Le RIA met un accent particulier sur la protection des droits des utilisateurs et des citoyens européens. Il impose des obligations aux concepteurs et aux opérateurs de systèmes d’IA en matière de transparence, de responsabilité, et de gestion des données. Les utilisateurs doivent être informés de l’utilisation de l’IA, et des mécanismes de recours sont prévus en cas de violation de leurs droits.
Le règlement prévoit des exceptions pour les activités de recherche et de développement afin de tester de nouvelles technologies d’IA dans un cadre sécurisé et sous la supervision des autorités compétentes ; comme le prévoit également le RGPD dans certains cas.
- Quid de l’application ?
A cet égard, le RIA et le RGPD se ressemblent dans leurs approches (grands principes, obligations de transparence, analyse d’impact, obligation de documentation, mesures de sécurité des données etc.).
Les structures ayant bien intégré la conformité au RGPD ne devraient pas être dépaysées avec le RIA.

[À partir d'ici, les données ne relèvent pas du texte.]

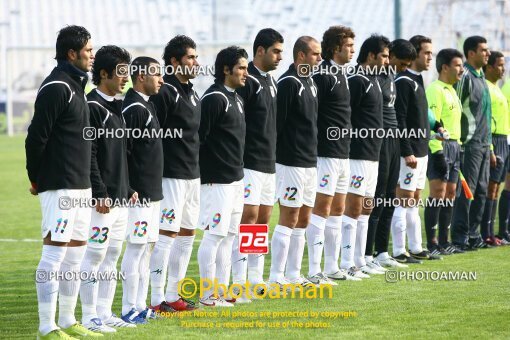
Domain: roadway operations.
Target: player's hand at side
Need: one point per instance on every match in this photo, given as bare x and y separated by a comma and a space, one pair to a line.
103, 206
411, 161
494, 160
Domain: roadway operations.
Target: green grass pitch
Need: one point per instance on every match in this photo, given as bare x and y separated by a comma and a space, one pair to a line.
405, 309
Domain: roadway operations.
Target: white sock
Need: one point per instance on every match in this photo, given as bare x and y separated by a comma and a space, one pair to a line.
279, 252
332, 241
256, 268
398, 230
315, 242
414, 230
296, 251
47, 290
349, 227
68, 289
239, 263
383, 256
158, 268
106, 291
130, 266
89, 288
361, 241
207, 253
224, 260
178, 262
143, 286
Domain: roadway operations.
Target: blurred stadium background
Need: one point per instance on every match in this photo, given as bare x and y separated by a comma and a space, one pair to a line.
28, 30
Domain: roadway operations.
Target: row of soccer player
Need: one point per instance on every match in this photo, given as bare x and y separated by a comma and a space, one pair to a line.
247, 140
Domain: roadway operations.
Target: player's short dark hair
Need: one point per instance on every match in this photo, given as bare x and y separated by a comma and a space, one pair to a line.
402, 49
445, 57
333, 38
493, 58
107, 58
177, 48
140, 64
418, 40
71, 38
228, 57
302, 45
266, 38
471, 43
374, 44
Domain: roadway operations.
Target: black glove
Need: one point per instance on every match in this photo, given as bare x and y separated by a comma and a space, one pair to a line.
439, 163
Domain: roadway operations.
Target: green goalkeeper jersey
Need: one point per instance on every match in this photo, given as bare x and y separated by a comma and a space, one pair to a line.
445, 104
499, 105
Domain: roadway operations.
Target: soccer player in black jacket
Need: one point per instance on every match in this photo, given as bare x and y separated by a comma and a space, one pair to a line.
323, 232
296, 161
145, 164
110, 181
402, 53
58, 166
412, 115
222, 132
259, 96
178, 107
367, 113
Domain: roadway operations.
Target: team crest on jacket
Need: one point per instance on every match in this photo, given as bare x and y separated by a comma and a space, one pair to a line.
273, 92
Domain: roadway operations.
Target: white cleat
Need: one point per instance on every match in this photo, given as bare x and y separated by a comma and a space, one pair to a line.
114, 321
96, 325
212, 301
390, 262
370, 271
321, 279
304, 282
338, 275
376, 266
356, 272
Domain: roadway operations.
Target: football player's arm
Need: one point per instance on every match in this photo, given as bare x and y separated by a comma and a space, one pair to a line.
51, 101
404, 91
98, 187
287, 90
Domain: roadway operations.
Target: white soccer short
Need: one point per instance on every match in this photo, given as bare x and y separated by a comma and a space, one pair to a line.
363, 177
332, 175
106, 227
181, 204
65, 225
221, 207
412, 179
259, 187
143, 223
295, 186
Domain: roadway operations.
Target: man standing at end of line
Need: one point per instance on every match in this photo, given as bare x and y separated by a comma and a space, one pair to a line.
110, 185
402, 53
412, 114
145, 164
476, 139
222, 132
178, 108
296, 161
367, 115
334, 116
494, 71
443, 170
58, 166
259, 96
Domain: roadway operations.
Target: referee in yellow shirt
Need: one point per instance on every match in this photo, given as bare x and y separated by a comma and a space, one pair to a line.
444, 156
494, 71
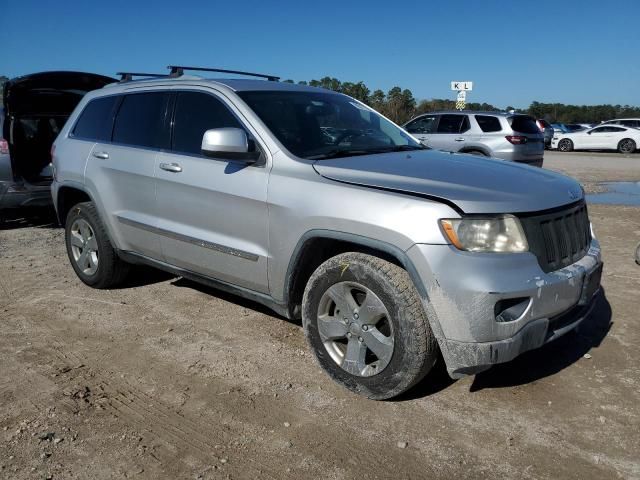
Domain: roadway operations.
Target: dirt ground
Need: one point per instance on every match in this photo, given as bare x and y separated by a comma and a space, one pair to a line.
168, 379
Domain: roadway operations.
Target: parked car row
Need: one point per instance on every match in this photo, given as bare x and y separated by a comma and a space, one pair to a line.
603, 137
313, 204
507, 136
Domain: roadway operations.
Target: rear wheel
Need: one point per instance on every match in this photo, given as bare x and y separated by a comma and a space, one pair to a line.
565, 145
626, 145
90, 252
366, 324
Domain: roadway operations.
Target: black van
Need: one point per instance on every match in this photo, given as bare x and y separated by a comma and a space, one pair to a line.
35, 109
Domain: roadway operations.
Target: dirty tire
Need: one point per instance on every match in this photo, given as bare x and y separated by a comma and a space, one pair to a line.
414, 346
111, 270
626, 145
565, 145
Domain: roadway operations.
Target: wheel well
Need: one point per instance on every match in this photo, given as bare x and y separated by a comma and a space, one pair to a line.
312, 254
67, 198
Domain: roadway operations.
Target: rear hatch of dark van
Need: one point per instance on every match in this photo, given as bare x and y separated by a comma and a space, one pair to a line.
36, 108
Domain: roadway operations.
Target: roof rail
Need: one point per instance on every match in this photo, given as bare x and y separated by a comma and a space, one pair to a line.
177, 71
128, 76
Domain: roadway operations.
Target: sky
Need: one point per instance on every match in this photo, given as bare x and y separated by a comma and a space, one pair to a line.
567, 51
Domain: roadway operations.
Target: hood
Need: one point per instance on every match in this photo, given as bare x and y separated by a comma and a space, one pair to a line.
473, 184
49, 92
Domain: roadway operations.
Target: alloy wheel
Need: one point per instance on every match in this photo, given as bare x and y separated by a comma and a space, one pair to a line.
84, 246
355, 329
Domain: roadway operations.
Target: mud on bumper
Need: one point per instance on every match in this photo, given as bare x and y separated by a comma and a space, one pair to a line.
466, 358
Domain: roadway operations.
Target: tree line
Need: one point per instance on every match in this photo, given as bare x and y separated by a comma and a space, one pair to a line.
400, 105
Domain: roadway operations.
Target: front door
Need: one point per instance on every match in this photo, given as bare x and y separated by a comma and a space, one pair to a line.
212, 213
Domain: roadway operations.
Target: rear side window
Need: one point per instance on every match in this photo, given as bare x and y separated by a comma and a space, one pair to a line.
141, 120
523, 124
452, 123
489, 123
96, 120
424, 124
196, 113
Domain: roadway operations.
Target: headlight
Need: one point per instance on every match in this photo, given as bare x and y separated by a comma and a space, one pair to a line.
499, 234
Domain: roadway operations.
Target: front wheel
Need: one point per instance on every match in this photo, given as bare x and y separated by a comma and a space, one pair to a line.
565, 145
366, 324
626, 146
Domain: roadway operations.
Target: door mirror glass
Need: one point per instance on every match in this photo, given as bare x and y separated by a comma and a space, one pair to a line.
229, 143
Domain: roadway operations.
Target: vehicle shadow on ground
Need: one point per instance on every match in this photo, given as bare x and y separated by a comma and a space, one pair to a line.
554, 357
141, 275
12, 219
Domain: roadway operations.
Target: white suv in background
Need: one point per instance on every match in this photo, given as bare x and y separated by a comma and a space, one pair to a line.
507, 136
625, 122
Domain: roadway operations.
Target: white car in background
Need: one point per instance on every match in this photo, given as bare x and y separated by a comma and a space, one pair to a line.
602, 137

Si un système d’IA traite des données personnelles, l’entreprise devra veiller au respect des deux règlementations, potentiellement en tant que responsable de traitement et en tant que déployeur d’IA. L’entreprise pourra être amenée à mutualiser ses efforts en matière de documentation (analyse d’impact par ex) et à optimiser ses process.
Bien que le RIA soit entré en vigueur le 1er août 2024, sa mise en application est échelonnée dans le temps :
- une première partie (interdictions relatives aux systèmes d’IA présentant des risques inacceptables) entrera en application le 2 février 2025 ;
- une deuxième partie (règles pour les modèles d’IA à usage général + nomination des autorités compétentes dans les États membres) entrera ensuite en application le 2 août 2025.
- Toutes les dispositions du règlement sur l’IA deviendront ensuite applicables le 2 août 2026 soit 2 ans après l’entrée en vigueur[3].
Notes :
[1] Art 22 §1 du RGPD : « La personne concernée a le droit de ne pas faire l’objet d’une décision fondée exclusivement sur un traitement automatisé, y compris le profilage, produisant des effets juridiques la concernant ou l’affectant de manière significative de façon similaire. (…) »
[2] Exemple : un système de détection des infractions au code de la route qui délivre des amendes automatiques ne nécessite pas de profilage.
[3] A l’exception de règles spécifiques pour les systèmes d’IA à haut risque de l’annexe I (jouets, équipements radio, dispositifs médicaux de diagnostic in vitro, sécurité de l’aviation civile, véhicules agricoles, etc.) qui prendront effet le 2 août 2027.